There were clever studies where people were given statistics to analyze and sometimes it’s just some bland clinical trial of skin cream and other times it’s something very political, like whether gun control reduces deaths. Numerate people often become innumerate when they’re faced with those numbers in that context. It’s not an issue of bright — they could interpret the numbers well when it wasn’t political. The people who bucked the trend were the ones who were highest in science curiosity. Not science knowledge, but science curiosity measured by the fact that when they were faced with information that didn’t agree with their preconceived information, would they follow up and research broadly or would they put that aside and ignore it and leave it there?

So I think we have to very proactively try to step outside the algorithm and do the opposite of what our inclination is. We should see if we can falsify our notions. That was a hallmark of what the people with the best judgment do. It ends up with them widely gathering a large array of sources to try and test their own ideas. You can get so much positive feedback for not doing that as long as you stick to your little corner of the universe.

For those of us who stick in the same field, is it possible to be a generalist and a specialist?

At the end I focused on scientists and scientific research. Scientists, to the outside world, are the epitome of specialization in one sense, and I wanted to make sure that I included people who were viewed that way. Among these people who, compared to the population at large, are very specialized, what does it mean to have range? How do you capture the benefits of range even at the point in your career where you have specialized to a certain degree?

So I looked at people like Andre Geim [who has won both the Nobel Prize and Ig Nobel Prize, which is given to “trivial” research]. I called the guy who started the Ig Nobel and they tell people ahead of time so they can decide if they’d rather not have it and turn it down. But I think Geim was proud of it, basically. He talks about how “it’s psychologically unsettling to change what I do every five years, but that’s how I make my most important discoveries.” He says he doesn’t do research, only “search.” I enjoyed that because we all specialize to one degree or another and the question is how we capture the benefits.

I loved your book and have recommended it to several friends because it speaks to worries that so many people have, like “Am I just lazy because I can’t stick to one thing?” To an extent, the book helps assuage some of those fears, but I couldn’t help wondering: when do you have range and when are you a dilettante?

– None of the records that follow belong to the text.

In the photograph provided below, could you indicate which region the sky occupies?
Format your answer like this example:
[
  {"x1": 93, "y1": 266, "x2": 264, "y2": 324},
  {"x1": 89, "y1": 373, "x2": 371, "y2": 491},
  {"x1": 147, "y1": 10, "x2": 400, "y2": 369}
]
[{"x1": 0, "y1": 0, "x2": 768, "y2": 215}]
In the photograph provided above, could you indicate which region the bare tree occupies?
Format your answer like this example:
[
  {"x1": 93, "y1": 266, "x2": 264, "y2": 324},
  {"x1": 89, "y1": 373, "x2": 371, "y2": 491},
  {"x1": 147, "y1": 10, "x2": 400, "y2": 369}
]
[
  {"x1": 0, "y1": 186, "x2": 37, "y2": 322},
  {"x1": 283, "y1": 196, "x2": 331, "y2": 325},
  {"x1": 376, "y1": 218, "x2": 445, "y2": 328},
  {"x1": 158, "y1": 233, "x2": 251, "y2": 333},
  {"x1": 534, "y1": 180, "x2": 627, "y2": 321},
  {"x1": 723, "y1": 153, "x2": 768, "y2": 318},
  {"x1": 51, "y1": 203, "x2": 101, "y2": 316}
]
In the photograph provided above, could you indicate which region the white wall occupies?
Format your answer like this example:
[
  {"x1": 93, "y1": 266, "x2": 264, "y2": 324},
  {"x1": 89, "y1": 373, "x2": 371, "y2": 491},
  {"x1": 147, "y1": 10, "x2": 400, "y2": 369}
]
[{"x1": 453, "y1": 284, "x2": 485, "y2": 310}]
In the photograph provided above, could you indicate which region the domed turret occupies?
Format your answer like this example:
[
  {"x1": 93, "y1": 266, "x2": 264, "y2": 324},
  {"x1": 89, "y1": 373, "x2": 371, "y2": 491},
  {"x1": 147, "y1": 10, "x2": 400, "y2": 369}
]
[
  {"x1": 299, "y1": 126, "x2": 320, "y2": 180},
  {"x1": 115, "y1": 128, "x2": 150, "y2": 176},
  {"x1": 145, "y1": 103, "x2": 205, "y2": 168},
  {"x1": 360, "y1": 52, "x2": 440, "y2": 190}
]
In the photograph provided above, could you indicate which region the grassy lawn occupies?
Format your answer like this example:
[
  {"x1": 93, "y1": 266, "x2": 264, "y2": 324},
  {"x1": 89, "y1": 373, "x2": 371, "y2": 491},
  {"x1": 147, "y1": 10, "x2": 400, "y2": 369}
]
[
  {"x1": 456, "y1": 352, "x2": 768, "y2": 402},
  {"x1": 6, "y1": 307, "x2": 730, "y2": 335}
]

I don’t think it’s great to give advice like, “Don’t worry about being interested or hard-working at anything.” I like to think of the study of inventors at 3M. They identified generalist and specialist inventors, but there was also a class of inventors who didn’t have that much breadth and who didn’t have that much depth. They didn’t tend to make contributions. They were the dilettantes. They flitted between things to some extent, but didn’t learn about as many different technology classes as the generalists. But also tended not to go deep in any particular technology, so they ended up without an intellectual home, but also without the ability to connect disparate domains in a novel way.

I think that’s symbolic of the difference. You have to give a real effort and be ravenously curious about things because part of the hunt for what economists call “match quality” is diving into things in a way that gives you maximum signal about yourself. And if you’re superficially on the surface, I don’t think you’re getting the signal that helps you find where you are in the world.